Fixed-wing or rotary aeromedical transport may be necessary during disasters to extricate victims via air.20 Helicopters should be considered for transports over distances of 30 to 150 miles. They travel at ground speeds of 120 to 180 miles/h and often are dispatched from the receiving tertiary facility or urban area emergency service providers. The physical location of the helicopter at the time of dispatch is important to consider because an inflight round trip to transport a patient may not offer advantages over a 1-way trip by an available ground vehicle. Helicopters usually require a warm-up time of 2 to 3 minutes before liftoff and, allowing for communication time, can be launched within 5 to 6 minutes of receipt of the flight request. Medical transport helicopters are usually staffed by critical care crews, and the number of patients who can be transported is determined by aircraft capacity. Under normal weather conditions, helicopters can fly point to point and land at accident scenes or sending facilities; the liftoff capability depends on the type of helicopter used. Helicopter transports are limited by adverse weather conditions and available landing sites (often a problem in densely populated areas).

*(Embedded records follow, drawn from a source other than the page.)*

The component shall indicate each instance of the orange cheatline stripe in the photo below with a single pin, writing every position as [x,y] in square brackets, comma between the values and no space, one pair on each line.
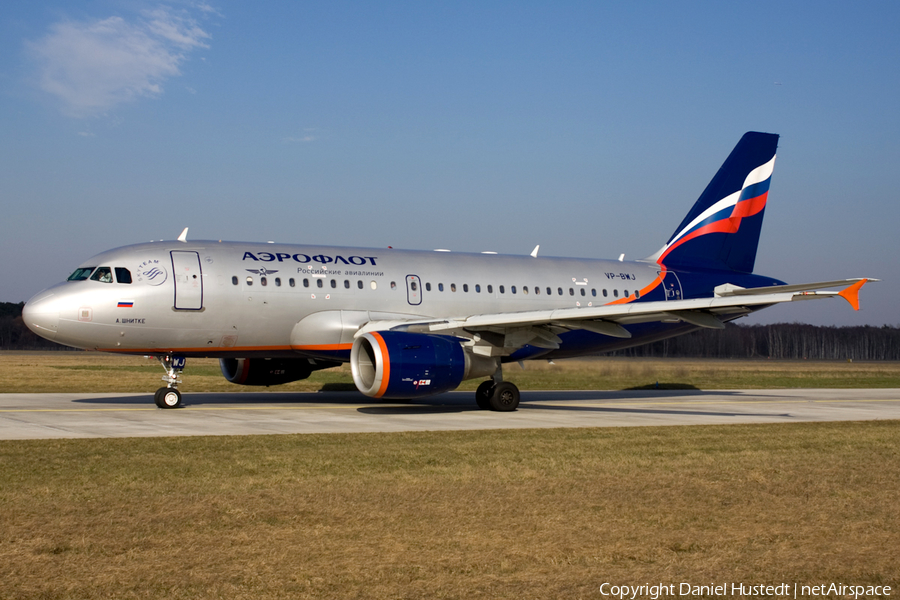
[323,347]
[653,285]
[385,365]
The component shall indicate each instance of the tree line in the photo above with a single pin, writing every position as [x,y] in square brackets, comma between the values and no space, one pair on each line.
[779,341]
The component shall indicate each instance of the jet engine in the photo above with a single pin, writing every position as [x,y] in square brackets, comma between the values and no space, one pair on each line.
[266,371]
[401,365]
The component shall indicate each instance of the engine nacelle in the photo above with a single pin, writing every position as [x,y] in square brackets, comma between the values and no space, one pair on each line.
[400,365]
[265,371]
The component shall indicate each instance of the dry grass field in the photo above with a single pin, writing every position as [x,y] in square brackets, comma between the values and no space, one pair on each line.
[496,514]
[96,372]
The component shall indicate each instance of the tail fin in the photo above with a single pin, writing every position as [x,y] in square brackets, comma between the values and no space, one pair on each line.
[722,230]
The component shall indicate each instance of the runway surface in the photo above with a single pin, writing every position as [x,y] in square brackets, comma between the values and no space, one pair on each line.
[44,416]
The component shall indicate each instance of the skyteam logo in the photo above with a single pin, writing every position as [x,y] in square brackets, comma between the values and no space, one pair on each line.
[152,272]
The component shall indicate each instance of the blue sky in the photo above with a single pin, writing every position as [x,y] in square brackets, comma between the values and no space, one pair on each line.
[588,128]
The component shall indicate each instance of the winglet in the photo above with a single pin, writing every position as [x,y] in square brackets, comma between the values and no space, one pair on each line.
[851,294]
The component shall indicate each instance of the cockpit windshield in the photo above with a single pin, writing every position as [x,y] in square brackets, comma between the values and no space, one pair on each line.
[102,274]
[81,273]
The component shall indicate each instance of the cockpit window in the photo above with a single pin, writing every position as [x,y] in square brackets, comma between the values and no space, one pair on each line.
[102,274]
[81,273]
[123,275]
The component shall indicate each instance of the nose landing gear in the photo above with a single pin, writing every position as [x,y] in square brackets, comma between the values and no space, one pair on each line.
[169,396]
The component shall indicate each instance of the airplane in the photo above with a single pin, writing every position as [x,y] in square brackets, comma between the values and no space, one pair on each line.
[414,324]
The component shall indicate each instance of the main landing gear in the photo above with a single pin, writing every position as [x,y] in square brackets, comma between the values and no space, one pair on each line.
[169,396]
[496,394]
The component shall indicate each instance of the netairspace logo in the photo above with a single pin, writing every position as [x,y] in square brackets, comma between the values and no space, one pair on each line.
[736,590]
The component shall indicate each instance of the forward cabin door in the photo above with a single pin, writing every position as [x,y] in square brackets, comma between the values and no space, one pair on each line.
[413,290]
[188,280]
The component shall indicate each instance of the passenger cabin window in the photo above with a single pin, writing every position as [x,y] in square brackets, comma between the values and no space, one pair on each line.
[123,275]
[103,275]
[81,274]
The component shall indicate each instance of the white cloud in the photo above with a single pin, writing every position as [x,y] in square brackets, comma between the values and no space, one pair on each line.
[93,66]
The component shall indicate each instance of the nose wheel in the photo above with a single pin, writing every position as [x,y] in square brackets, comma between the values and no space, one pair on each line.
[169,396]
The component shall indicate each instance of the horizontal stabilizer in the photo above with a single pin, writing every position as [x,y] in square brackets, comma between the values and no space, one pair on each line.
[726,290]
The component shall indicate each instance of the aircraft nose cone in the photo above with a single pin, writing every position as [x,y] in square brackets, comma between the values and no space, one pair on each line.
[41,316]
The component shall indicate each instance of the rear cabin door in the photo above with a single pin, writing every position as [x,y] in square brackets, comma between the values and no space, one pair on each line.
[188,280]
[672,285]
[413,290]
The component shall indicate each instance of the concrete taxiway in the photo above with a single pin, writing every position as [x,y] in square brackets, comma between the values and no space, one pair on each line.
[43,416]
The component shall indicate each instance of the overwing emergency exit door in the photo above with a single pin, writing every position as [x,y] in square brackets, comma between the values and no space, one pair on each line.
[188,278]
[413,290]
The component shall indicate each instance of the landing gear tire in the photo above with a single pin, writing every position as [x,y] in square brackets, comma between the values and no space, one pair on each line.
[483,395]
[168,398]
[505,397]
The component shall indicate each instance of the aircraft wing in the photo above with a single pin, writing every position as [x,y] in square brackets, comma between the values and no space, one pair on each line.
[502,333]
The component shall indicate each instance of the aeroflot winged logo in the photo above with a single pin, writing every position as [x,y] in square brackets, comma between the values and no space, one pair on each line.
[152,272]
[323,259]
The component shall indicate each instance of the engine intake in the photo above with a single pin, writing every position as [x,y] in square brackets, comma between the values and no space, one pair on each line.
[400,365]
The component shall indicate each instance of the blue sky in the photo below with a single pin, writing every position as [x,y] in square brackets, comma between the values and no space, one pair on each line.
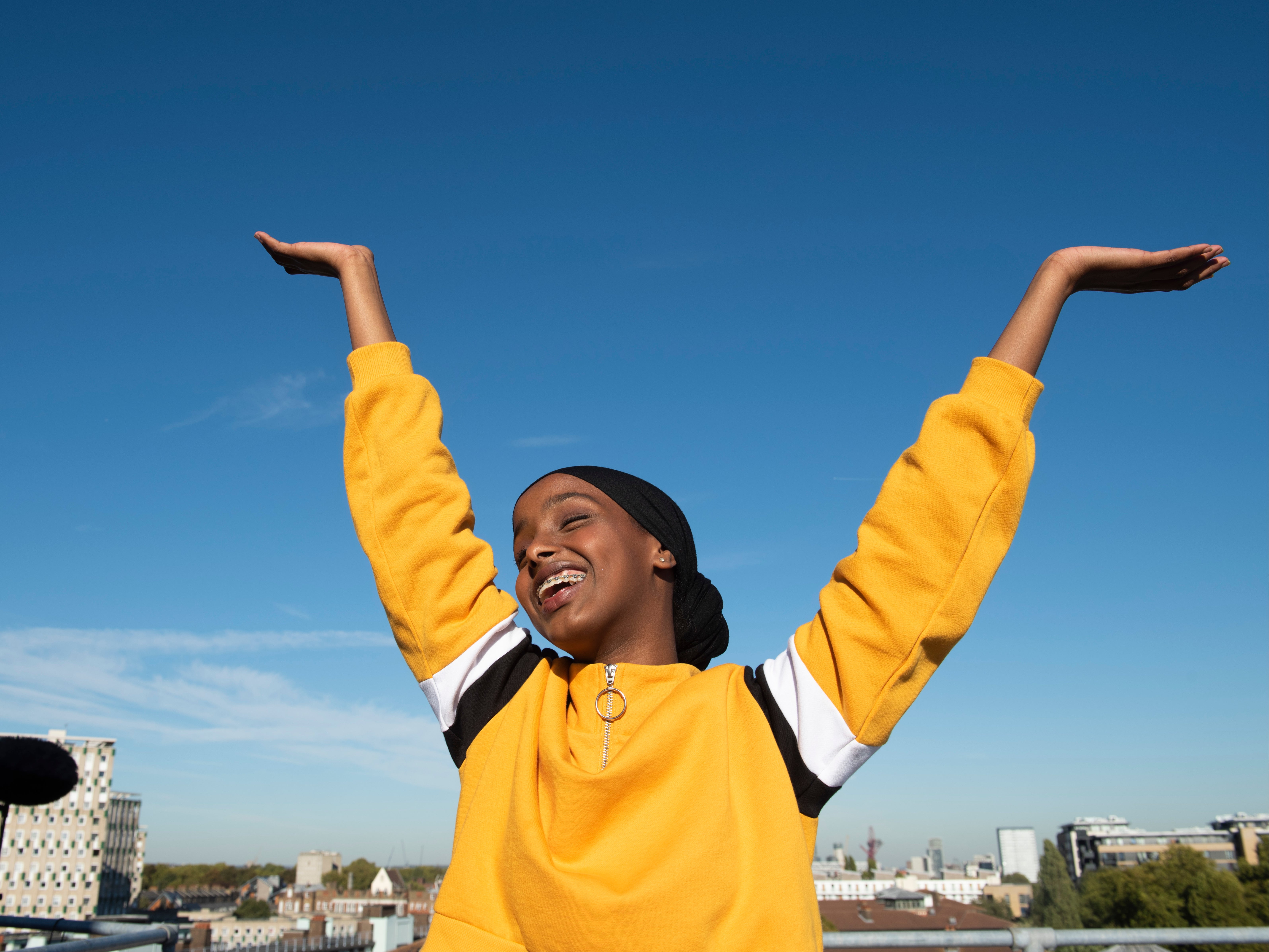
[734,248]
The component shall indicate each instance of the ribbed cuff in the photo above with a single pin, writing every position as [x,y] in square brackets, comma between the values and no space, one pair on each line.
[376,361]
[1007,388]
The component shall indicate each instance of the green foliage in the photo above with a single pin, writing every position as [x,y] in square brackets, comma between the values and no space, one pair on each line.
[1055,902]
[253,909]
[990,905]
[163,876]
[1255,884]
[363,874]
[1182,889]
[418,878]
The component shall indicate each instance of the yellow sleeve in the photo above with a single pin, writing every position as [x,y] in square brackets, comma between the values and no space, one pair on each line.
[413,513]
[928,551]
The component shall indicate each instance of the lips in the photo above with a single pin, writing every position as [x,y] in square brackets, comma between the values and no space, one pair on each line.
[559,588]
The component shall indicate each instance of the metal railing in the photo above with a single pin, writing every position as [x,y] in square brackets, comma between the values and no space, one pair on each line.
[1044,940]
[112,935]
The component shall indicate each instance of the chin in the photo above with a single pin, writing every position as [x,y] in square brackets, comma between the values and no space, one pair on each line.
[574,640]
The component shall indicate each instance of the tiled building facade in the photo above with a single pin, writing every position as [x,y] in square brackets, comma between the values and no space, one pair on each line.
[78,856]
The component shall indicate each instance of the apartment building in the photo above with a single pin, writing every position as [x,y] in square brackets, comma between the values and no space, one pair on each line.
[81,855]
[1018,851]
[1111,842]
[311,866]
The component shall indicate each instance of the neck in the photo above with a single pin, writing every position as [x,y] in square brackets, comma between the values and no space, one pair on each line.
[655,650]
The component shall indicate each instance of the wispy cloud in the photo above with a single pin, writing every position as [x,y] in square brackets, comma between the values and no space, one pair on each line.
[286,402]
[537,442]
[101,680]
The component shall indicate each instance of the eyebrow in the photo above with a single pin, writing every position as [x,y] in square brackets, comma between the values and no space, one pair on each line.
[554,501]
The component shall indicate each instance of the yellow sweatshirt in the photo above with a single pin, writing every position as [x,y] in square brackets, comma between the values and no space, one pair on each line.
[700,832]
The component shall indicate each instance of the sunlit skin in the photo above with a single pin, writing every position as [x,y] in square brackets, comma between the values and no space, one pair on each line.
[622,611]
[624,608]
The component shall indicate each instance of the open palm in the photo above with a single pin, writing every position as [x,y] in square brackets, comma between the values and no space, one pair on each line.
[322,258]
[1130,271]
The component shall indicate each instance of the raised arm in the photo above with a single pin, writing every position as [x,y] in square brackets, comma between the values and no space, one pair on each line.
[412,511]
[940,530]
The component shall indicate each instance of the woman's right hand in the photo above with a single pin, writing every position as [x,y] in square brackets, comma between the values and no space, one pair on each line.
[325,258]
[355,267]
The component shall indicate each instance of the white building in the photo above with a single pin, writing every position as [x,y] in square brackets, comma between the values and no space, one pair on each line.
[1018,852]
[959,890]
[311,866]
[54,857]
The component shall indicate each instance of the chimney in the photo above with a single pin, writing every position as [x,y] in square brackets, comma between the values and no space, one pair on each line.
[201,937]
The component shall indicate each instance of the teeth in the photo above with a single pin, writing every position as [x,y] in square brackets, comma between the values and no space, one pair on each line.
[570,578]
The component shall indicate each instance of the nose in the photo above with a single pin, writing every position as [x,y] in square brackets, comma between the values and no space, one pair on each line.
[541,551]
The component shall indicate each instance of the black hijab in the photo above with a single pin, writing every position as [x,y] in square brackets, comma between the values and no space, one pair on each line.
[700,629]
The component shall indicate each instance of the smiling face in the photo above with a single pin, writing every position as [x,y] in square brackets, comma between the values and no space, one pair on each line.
[596,584]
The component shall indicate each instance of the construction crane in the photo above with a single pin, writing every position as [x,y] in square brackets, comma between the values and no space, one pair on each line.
[871,848]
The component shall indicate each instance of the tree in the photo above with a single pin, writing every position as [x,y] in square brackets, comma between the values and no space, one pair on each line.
[1182,889]
[363,872]
[1055,902]
[253,909]
[1255,884]
[418,878]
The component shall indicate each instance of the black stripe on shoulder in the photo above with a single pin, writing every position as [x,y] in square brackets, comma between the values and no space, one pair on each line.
[489,695]
[811,793]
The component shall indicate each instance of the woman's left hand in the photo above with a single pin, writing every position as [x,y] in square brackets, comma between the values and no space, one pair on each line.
[1130,271]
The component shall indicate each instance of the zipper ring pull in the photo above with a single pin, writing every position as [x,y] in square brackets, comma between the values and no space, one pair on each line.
[611,718]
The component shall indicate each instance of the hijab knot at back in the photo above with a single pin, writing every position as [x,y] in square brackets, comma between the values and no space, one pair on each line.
[700,629]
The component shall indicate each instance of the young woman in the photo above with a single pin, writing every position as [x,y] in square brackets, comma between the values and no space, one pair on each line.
[622,795]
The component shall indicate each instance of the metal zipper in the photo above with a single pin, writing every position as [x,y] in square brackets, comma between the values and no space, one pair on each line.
[607,715]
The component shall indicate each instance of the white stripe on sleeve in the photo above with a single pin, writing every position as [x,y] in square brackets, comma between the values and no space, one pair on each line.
[446,687]
[828,747]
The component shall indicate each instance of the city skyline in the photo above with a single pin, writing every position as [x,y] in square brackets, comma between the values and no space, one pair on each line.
[750,244]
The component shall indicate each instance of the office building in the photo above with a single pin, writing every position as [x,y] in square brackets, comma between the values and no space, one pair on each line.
[936,855]
[1110,842]
[1018,852]
[120,881]
[1248,829]
[311,866]
[78,856]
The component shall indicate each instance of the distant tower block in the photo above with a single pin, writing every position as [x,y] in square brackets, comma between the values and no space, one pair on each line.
[311,866]
[1018,852]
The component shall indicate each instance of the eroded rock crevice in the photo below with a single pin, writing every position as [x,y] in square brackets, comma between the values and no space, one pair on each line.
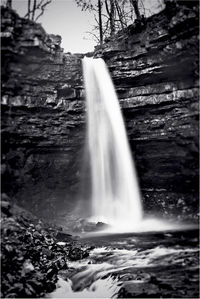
[155,72]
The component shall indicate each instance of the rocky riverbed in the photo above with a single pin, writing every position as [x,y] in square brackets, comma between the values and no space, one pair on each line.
[43,260]
[33,252]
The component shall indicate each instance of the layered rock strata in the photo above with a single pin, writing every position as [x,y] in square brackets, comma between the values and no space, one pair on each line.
[154,66]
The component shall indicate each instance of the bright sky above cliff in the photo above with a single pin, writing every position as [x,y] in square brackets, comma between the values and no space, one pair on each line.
[63,17]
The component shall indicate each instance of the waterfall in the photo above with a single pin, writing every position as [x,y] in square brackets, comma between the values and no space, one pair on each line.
[115,194]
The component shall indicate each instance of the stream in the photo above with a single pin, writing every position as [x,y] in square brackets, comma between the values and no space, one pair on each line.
[144,265]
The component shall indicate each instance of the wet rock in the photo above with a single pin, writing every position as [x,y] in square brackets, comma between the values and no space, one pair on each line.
[77,254]
[132,289]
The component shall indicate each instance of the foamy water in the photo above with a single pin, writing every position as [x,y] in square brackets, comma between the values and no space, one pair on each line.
[115,194]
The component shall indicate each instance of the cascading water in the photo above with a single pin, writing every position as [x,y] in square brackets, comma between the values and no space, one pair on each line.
[115,192]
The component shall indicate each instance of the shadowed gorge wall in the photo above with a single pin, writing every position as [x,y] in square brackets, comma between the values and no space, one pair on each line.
[154,66]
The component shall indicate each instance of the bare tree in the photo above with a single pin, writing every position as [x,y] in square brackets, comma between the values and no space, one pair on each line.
[37,7]
[9,3]
[29,9]
[136,9]
[100,22]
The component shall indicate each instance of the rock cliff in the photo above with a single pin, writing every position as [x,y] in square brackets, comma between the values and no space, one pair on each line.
[154,66]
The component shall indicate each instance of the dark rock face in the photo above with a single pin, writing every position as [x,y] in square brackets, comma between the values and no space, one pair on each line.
[156,76]
[155,70]
[42,116]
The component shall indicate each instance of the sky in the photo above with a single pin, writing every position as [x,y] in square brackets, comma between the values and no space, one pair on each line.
[65,18]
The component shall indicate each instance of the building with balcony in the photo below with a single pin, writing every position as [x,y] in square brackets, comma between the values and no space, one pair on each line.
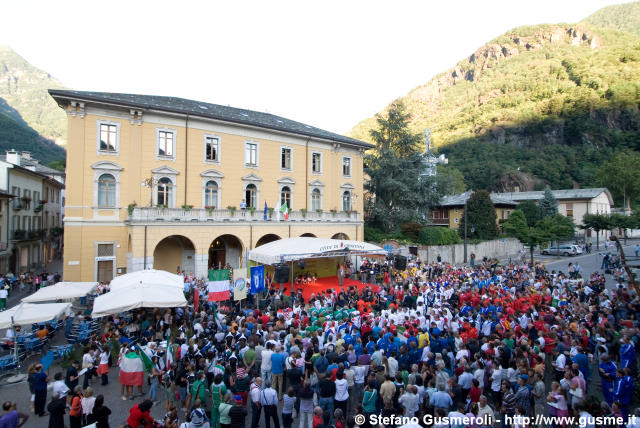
[451,209]
[182,185]
[32,239]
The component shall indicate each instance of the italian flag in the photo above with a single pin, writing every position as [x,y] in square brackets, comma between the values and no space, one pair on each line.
[131,370]
[218,285]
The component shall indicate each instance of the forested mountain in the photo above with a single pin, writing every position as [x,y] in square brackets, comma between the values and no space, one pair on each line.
[30,120]
[543,104]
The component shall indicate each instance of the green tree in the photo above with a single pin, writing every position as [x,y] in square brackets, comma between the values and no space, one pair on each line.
[597,223]
[450,180]
[530,236]
[531,212]
[398,193]
[548,204]
[621,175]
[481,217]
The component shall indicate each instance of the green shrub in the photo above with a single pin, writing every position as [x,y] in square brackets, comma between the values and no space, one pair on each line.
[438,236]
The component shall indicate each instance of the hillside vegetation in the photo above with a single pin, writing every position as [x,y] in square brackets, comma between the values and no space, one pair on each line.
[543,104]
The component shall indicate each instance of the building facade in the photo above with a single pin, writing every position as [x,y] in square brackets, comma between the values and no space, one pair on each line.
[451,209]
[32,240]
[181,185]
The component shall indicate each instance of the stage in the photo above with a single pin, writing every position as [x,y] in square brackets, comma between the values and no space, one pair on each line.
[326,283]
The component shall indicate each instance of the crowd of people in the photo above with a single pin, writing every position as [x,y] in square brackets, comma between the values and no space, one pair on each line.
[484,341]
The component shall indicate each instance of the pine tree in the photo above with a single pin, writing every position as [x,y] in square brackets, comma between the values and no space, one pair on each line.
[548,204]
[481,217]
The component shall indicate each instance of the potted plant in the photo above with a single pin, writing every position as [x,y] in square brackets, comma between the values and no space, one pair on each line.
[130,208]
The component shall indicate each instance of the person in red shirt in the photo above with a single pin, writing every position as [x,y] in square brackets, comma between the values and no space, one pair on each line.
[140,414]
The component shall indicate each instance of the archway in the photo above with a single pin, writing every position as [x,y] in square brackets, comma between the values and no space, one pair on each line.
[225,249]
[340,236]
[175,253]
[270,237]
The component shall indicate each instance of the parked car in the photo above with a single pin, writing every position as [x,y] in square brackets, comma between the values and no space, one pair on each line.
[562,250]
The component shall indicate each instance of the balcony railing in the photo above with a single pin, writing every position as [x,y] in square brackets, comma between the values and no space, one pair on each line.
[153,214]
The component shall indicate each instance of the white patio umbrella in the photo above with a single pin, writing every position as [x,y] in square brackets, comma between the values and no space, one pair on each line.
[140,295]
[62,291]
[149,277]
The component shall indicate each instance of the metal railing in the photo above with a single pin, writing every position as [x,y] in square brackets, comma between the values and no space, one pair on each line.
[155,214]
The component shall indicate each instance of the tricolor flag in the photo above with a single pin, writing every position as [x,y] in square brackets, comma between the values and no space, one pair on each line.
[218,285]
[131,370]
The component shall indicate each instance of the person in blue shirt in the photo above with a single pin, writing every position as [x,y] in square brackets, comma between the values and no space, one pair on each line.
[623,389]
[40,380]
[607,369]
[277,371]
[627,353]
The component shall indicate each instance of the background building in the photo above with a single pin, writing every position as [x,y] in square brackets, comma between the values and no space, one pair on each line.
[32,221]
[160,181]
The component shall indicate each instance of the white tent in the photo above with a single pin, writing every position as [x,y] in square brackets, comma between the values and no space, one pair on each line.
[30,313]
[292,249]
[62,291]
[138,296]
[148,277]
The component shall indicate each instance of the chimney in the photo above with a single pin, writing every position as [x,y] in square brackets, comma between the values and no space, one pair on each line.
[13,157]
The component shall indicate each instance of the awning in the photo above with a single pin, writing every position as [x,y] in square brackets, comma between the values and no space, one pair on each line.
[147,277]
[138,296]
[31,313]
[292,249]
[62,291]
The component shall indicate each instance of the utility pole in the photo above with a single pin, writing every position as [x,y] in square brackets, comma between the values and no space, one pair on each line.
[465,231]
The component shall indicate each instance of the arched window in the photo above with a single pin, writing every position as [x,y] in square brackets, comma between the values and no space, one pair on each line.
[285,196]
[251,196]
[106,191]
[165,192]
[346,201]
[211,194]
[316,200]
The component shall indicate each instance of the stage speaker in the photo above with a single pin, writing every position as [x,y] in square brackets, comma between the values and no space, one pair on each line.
[400,262]
[281,275]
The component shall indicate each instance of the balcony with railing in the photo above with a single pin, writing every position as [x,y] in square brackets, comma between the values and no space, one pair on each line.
[202,215]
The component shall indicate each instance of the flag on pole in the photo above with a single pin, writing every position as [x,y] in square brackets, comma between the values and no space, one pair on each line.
[147,364]
[257,279]
[131,370]
[218,285]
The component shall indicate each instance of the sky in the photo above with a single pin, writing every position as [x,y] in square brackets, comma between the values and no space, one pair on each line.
[326,63]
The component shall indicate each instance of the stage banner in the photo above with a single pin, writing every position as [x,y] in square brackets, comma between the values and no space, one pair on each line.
[257,279]
[240,289]
[218,285]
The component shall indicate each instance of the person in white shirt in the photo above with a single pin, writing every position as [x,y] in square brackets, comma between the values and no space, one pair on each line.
[265,367]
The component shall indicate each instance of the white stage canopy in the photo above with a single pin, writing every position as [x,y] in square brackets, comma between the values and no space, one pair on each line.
[147,277]
[30,313]
[62,291]
[138,296]
[292,249]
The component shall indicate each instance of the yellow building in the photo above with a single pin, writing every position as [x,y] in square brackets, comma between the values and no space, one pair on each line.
[163,182]
[451,209]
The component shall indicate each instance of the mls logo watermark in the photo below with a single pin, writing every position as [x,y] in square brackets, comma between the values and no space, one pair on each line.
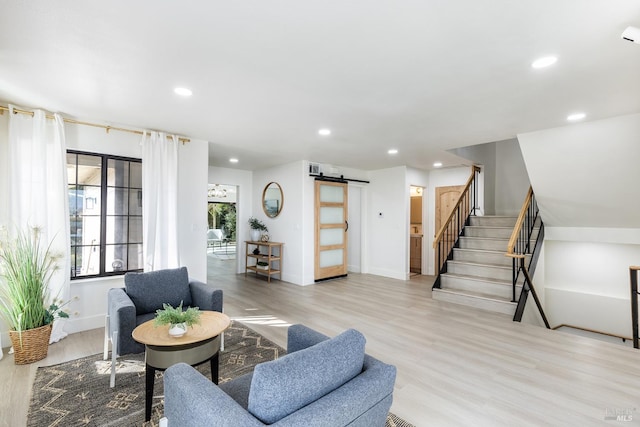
[616,414]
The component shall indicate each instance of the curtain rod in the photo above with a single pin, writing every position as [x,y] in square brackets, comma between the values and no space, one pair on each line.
[323,177]
[78,122]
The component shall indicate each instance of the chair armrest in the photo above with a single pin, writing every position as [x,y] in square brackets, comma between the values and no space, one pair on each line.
[300,337]
[122,318]
[192,400]
[373,388]
[205,297]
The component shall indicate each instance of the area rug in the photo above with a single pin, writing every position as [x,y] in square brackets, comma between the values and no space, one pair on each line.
[77,393]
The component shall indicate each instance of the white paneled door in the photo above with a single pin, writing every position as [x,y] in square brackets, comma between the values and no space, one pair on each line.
[331,229]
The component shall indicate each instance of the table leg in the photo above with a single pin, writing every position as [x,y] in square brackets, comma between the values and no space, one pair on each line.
[214,368]
[150,379]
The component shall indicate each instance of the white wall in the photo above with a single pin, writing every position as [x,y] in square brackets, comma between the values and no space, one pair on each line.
[587,277]
[291,227]
[388,223]
[483,155]
[505,175]
[585,178]
[243,180]
[511,178]
[587,174]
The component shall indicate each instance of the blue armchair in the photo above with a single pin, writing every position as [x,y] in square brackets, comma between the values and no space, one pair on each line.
[142,295]
[320,382]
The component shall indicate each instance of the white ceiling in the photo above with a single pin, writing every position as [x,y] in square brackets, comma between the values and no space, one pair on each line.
[422,76]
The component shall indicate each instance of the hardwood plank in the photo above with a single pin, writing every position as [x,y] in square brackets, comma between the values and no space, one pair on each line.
[456,365]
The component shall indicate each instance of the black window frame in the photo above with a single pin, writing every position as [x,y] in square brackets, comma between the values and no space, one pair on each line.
[104,187]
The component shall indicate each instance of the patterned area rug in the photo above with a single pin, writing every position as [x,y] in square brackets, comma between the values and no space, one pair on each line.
[77,393]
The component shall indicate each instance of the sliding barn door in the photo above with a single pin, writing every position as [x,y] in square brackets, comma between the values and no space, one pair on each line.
[331,229]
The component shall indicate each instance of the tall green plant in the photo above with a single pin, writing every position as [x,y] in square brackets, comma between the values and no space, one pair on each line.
[26,266]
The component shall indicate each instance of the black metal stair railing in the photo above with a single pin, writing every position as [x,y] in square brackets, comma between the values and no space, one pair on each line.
[520,248]
[633,271]
[447,237]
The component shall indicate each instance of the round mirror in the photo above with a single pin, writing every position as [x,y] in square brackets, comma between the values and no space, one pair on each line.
[272,199]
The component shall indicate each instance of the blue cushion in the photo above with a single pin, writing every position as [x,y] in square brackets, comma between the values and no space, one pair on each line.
[283,386]
[149,291]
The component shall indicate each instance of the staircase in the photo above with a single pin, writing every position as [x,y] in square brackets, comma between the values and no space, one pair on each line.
[480,275]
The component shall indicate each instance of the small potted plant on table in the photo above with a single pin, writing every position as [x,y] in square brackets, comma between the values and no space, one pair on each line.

Fixed-wing aircraft should be considered for transport over distances exceeding 100 to 150 miles. Being faster, they have the advantage of having a greater range and the ability to fly in difficult weather conditions, but they are limited by the need for ground transportation at both ends.20 Though there is reduced noise, significant forces (fore/aft) are exerted on the patient and may affect critically ill patients who have a decreased physiologic reserve. Aircraft cabins are normally pressurized at altitudes between 6000 and 8000 ft, and this may have effects not only on the patient's clinical condition but also on medical devices.
Watercrafts are rarely used for interfacility critical care transport. However, in special environments, such as offshore islands and oil platforms, watercrafts play a role in medical transport.20 Their use usually comes into play in situations where inclement weather does not allow for helicopter transport. Because of problems with water damage to electric equipment and dangers of staff electric shock from defibrillators, the monitoring and ALS activities that can be supported on watercraft are limited.